Apache Reverse Proxy Sending Browser to Backend Directly Instead


(UPDATE at the bottom for the main question, below may be superfluous details)

I'm having an interesting problem with Apache not reverse proxying as expected.

Basically, what's happening is when I click a link on my website that goes to the relative path /app1, I am expecting it the URL to be external.company.ca/app1 with content coming from internal.company.ca/some_app. Instead, the browser is going directly to internal.company.ca/some_app.

No 302 or anything, just straight there. This is odd to me, since internal.company.ca is not mentioned anywhere in the configuration except for the reverse proxy config, so I don't know how the browser is learning of the domain at all.

Here is a Fiddler capture from the client (browser) point of view showing the behaviour right after I click the link that goes to /app1 (you'll have to trust me that the green names are external.company.ca and the black names are internal.company.com and the path is /some_app/blahblah):

enter image description here

Everything happening after this point is loading the page with internal.company.com. This won't work at all in production, of course.

The following is a (truncated) version of our Apache configuration files for consideration:

<VirtualHost *:80>
    # rewrite rules to 443
</VirtualHost>

<VirtualHost *:443>
    ServerName external.company.ca
    ServerAlias external.company.com

    # Logging rules.........

    SSLEngine on
    SSLProxyEngine on
    SSLProxyVerify none

    # Most of this is off for testing purposes, adding in case it matters

    SSLProxyCheckPeerCN off
    SSLProxyCheckPeerName off
    SSLProxyCheckPeerExpire off

    # more SSL stuff.... Now on to the interesting part

    ProxyPreserveHost On
    ProxyPass /app1 https://internal.company.com/some_app
    ProxyPassReverse /app1 https://internal.company.com/some_app
</VirtualHost>

At one point, I thought that possibly the cookies were throwing things off since they were under different domains (.ca in front, .com in back), but I believe if the reverse proxying was working correctly, the browser would be none the wiser.

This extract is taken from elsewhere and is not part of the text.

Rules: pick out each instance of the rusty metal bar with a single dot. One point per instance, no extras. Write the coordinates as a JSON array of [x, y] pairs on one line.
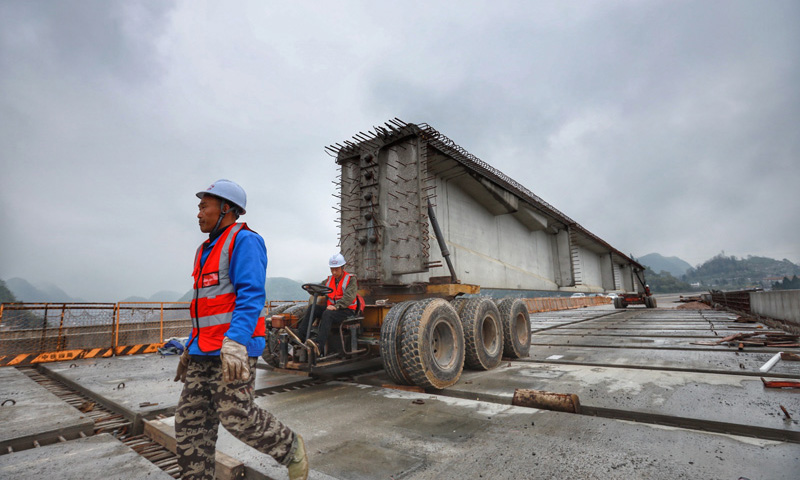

Anyone see anything wrong with the above?

UPDATE

I found the culprit:

<script type="text/javascript">window.location.assign('https://internal.company.com/app1/login?redirectUrl=' + encodeURIComponent(window.location.pathname + window.location.hash));</script>

The problem is, how do I rewrite this absolute URL using Apache? I know mod_proxy_html modifies element attributes (such as href in the a element) but can it rewrite arbitrary data in an element itself?

The internal application was provided by a vendor, and although it may be possible to make modifications to it to remove code like the above, I would prefer to stay away from that path for now to see if there are alternatives.


Solution

  • I've come up with a somewhat nasty work-around:

    ProxyHTMLEnable On
    ProxyHTMLExtended On
    ProxyHTMLLinks script src
    ProxyHTMLURLMap https://internal.company.com
    

    The problem is the use of absolute URL's throughout the HTML (and javascript) coming from the vendor's app. A search and removal of the domain solves the problem (but is incredibly slow).

    If anyone has this problem in the future, I do not recommend using this solution. I'm guessing you're here because you can't modify the internal application. You should instead be sending in a ticket to whoever maintains the code to make their application more reverse-proxy friendly.